Robert's Patient Story – Knee Replacement

At 55 years old, Robert decided to have total knee replacement. Today, 6 months later, he’s returning to the activities he loves. Read his story here.

Initial struggle with joint pain

“My knee pain started as an occasional annoyance. I felt pain in both knees, and over time, the right became worse than the left. It got to the point where sitting for long periods of time, at my desk or in the car, became problematic. My knees seemed to lock up every time I tried to stand.

The pain and “locking” sensation started to really interfere with my life. I couldn’t ride a bike, bowl, golf. I couldn’t bend or put much pressure on my knees at all.

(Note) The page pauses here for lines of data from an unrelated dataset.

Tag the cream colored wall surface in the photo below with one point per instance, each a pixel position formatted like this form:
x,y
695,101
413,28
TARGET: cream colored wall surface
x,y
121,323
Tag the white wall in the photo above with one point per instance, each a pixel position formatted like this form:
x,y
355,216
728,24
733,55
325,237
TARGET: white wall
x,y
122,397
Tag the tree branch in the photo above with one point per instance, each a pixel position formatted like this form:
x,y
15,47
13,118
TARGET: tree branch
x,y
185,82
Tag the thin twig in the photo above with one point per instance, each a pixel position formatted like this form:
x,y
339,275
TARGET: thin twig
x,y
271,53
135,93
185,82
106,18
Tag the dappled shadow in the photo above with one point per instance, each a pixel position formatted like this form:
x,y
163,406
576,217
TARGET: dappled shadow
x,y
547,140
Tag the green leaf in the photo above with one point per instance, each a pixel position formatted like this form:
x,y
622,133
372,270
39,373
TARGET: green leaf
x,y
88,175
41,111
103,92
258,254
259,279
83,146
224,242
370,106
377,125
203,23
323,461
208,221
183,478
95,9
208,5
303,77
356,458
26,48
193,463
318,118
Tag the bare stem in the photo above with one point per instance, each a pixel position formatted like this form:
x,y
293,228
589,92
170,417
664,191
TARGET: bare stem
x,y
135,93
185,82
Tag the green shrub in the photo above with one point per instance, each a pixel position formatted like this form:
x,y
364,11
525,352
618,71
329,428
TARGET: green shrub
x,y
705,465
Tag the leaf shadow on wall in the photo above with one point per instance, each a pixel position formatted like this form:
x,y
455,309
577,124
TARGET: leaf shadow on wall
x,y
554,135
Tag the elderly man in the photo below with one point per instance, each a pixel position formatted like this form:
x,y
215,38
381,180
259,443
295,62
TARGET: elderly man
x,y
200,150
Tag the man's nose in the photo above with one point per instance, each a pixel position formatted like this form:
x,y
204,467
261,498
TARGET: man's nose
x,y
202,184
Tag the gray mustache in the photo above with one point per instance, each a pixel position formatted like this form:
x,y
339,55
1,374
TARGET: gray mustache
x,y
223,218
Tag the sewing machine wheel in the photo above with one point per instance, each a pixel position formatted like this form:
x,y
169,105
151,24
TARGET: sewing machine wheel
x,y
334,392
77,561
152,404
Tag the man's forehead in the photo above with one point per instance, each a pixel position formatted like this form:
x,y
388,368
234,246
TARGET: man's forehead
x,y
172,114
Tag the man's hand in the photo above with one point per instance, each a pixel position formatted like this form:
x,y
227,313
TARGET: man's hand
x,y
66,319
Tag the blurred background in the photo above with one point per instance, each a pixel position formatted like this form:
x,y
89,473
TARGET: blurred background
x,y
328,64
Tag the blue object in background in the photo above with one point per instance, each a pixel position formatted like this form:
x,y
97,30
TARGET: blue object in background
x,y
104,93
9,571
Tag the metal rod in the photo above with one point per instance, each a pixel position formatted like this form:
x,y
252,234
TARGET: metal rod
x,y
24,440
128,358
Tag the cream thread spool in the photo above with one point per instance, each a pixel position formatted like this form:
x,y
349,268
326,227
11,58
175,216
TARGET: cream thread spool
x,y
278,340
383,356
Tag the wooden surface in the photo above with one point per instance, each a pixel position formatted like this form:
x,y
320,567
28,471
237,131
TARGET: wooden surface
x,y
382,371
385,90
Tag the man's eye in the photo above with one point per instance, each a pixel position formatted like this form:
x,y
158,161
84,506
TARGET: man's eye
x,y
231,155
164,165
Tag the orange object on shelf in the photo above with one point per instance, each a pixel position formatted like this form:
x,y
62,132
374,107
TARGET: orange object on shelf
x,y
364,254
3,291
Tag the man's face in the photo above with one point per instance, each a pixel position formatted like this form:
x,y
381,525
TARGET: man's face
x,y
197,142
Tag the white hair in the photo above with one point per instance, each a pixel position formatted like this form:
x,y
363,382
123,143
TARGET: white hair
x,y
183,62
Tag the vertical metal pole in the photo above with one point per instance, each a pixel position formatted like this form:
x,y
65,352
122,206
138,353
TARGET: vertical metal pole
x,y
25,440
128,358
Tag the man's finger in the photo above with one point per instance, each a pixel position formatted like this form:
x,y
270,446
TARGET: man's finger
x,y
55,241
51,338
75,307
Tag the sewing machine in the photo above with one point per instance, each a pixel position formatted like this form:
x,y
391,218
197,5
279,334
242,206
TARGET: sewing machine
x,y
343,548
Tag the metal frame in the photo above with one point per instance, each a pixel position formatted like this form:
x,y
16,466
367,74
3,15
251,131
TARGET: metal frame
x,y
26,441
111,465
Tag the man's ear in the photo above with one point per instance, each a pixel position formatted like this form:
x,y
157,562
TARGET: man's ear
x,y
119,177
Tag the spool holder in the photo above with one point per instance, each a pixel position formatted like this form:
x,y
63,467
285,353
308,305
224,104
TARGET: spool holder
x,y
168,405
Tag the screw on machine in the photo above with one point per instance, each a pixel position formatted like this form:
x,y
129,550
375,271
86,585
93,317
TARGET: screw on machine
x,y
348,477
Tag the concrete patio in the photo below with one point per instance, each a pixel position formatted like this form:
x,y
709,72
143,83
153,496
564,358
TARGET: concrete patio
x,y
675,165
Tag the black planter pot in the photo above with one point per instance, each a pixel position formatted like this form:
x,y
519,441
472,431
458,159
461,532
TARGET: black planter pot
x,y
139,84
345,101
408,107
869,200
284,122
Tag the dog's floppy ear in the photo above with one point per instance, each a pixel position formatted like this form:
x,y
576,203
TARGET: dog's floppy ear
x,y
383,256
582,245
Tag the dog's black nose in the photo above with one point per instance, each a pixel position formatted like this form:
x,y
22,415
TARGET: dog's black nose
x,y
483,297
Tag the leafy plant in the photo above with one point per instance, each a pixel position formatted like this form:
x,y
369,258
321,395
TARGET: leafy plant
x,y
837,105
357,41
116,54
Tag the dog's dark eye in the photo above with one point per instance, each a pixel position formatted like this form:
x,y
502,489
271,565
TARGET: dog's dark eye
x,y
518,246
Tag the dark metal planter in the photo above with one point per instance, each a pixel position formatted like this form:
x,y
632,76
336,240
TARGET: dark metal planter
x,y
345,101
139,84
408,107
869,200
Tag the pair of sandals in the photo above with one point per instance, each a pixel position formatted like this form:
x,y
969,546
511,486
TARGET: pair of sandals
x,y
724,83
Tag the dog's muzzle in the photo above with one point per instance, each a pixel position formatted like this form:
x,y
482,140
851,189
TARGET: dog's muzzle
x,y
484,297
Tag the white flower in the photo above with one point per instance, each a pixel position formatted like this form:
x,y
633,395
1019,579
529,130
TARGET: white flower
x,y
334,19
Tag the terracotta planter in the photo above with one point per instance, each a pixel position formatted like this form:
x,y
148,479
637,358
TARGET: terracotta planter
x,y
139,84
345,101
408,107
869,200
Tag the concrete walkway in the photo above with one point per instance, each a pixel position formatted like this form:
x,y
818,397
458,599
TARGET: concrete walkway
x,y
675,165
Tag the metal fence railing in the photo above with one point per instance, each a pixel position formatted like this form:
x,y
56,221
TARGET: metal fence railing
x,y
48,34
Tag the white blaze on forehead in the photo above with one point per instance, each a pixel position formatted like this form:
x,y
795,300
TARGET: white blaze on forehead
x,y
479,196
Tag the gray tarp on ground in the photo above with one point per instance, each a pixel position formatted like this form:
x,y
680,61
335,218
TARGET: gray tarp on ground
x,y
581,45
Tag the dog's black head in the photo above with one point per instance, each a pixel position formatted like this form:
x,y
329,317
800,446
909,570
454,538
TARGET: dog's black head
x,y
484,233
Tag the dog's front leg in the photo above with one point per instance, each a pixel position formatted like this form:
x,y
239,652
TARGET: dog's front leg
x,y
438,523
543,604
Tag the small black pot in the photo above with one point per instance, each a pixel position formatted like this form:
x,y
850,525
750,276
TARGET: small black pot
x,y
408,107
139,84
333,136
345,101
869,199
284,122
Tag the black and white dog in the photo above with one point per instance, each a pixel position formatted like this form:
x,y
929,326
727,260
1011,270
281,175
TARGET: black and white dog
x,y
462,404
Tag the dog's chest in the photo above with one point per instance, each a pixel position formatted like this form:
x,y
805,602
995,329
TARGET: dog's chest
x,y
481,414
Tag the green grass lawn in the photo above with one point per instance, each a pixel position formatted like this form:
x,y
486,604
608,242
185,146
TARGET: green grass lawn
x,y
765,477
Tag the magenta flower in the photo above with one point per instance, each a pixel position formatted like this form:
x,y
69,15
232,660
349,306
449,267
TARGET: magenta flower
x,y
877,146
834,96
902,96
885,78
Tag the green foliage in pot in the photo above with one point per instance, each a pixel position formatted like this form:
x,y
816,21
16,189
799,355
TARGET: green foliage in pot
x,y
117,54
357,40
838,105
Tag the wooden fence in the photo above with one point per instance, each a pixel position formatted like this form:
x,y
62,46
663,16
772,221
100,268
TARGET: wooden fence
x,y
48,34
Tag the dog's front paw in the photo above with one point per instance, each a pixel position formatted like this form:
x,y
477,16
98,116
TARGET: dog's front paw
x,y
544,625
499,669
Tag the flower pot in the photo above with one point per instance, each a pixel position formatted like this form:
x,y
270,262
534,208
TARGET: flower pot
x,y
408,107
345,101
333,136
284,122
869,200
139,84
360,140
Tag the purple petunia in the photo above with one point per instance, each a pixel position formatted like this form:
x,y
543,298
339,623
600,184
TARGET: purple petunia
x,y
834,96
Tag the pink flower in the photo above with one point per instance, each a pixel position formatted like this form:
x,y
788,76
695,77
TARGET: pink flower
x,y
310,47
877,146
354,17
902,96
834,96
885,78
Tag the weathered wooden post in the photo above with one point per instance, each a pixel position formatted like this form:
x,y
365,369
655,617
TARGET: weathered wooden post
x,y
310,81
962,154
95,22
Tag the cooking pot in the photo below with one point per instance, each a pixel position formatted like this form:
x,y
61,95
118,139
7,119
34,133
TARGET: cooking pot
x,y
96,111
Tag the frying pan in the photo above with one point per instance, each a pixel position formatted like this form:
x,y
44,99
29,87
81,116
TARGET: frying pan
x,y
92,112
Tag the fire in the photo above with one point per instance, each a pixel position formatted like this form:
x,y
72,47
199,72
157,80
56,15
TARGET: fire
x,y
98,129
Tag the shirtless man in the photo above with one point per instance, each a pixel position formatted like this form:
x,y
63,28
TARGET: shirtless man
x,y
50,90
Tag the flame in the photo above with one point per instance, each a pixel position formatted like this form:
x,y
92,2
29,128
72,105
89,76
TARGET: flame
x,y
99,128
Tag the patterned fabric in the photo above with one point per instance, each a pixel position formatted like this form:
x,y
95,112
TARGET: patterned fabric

I tried exercising, creams, and stretching. Nothing really worked. Finally, I decided to see an orthopedic surgeon.”

Deciding to seek help

“My mom and sister had both been through knee replacement surgery, so I contacted the surgeon they’d seen. I assumed I had mild arthritis, but the surgeon told me I had no cartilage in my right knee, and very little in my left knee. We decided that a total knee replacement was a good next step of treatment for me.”

Not all patients are candidates for this product and/or procedure. Only a medical professional can determine the treatment appropriate for your specific condition.

“I had to wait about 6 months for the surgery. In the meantime, I tried a joint injection. I also did a lot of walking to get as limber as I could before surgery. I knew anything I did before surgery would help after.”

Leading up to surgery

“Since my mom and sister had been through knee replacement surgery, I felt like I knew what to expect. My son is also a physical therapist so I talked with him about what to expect after surgery. I had a great network of support.

On an intellectual level, I felt like I knew what to expect, so I felt ready. I had normal nerves leading up to it, which I think you’re going to have before any medical procedure. I mean, this is a major surgery. I’d never had an operation before. I had a couple broken bones when I was younger, but from that standpoint, it was all going to be new to me.”

Thoughts on recovery

“The recovery process was more painful than I was expecting and I wasn’t prepared for how my scar and bruising would look right after. It was awful looking.

I also felt more helpless than I thought I would right after surgery. Going to bathroom, showering, walking to kitchen… they were accomplishments when I could actually do them. So, in that sense, it was more annoying than I thought it would be."

"The intensity of physical therapy was surprising. I didn’t expect it to be as intense as it was, as quick as it was. Almost immediately, PT was really intense and painful, and it kept up that way for 2 months. It was tough, but I wasn’t going to wuss out – especially since my son way my physical therapist! Loafing my way though would only hurt me. For me, PT was tough, but it needed to be done.

Now, 6 months later, there’s a clear difference between my two knees… a good difference.

I’m not back to 100% but I’m so much better than I was before. I can walk, and the knee doesn’t buckle when I’m mowing the lawn. I do think that I can “feel” the device on my bone when I try to kneel… and I’m not able to kneel very well yet. But, I realize it’s still early.”

Appropriate post-operative activities and pain will differ from patient to patient. Results are not necessarily typical, indicative, or representative of all recipient patients.  Results will vary due to health, weight, activity and other variables.

“Managing my own expectations has been so important throughout this. Human nature is to think that you’re the “outlier”. You read about some young athlete who had surgery and was back to normal just 3 months later. So, you think that it’ll be 3 months for you too. So, if the “average” person will be back to normal in 8 months, surely I’m the outlier who’ll be back to normal in 3 months.

I should have done a better job at managing my own expectations earlier on. For the next one, I’ll have a much better idea of what’s coming. I’m not nearly as nervous for the second. I heard all the ‘advice’ intellectually, but it just didn’t sink in until I experienced it.”

It’s important to follow your doctor’s orders and work hard in the weeks and months following joint replacement surgery to complete your physical therapy.

“Now, people ask me questions about my experience all the time. Did this happen to you? What did you think about this? I can be part of helping others set their own expectations, based on what I went through, which is nice. I’m glad I did it and am not nearly as nervous to have my left knee replaced. And, I’m glad I didn’t wait any longer.”

Talk to your surgeon about whether joint replacement is right for you and the risks of the procedure, including the risks of infection, implant wear, loosening, breakage or failure, any of which can necessitate additional surgery or treatment.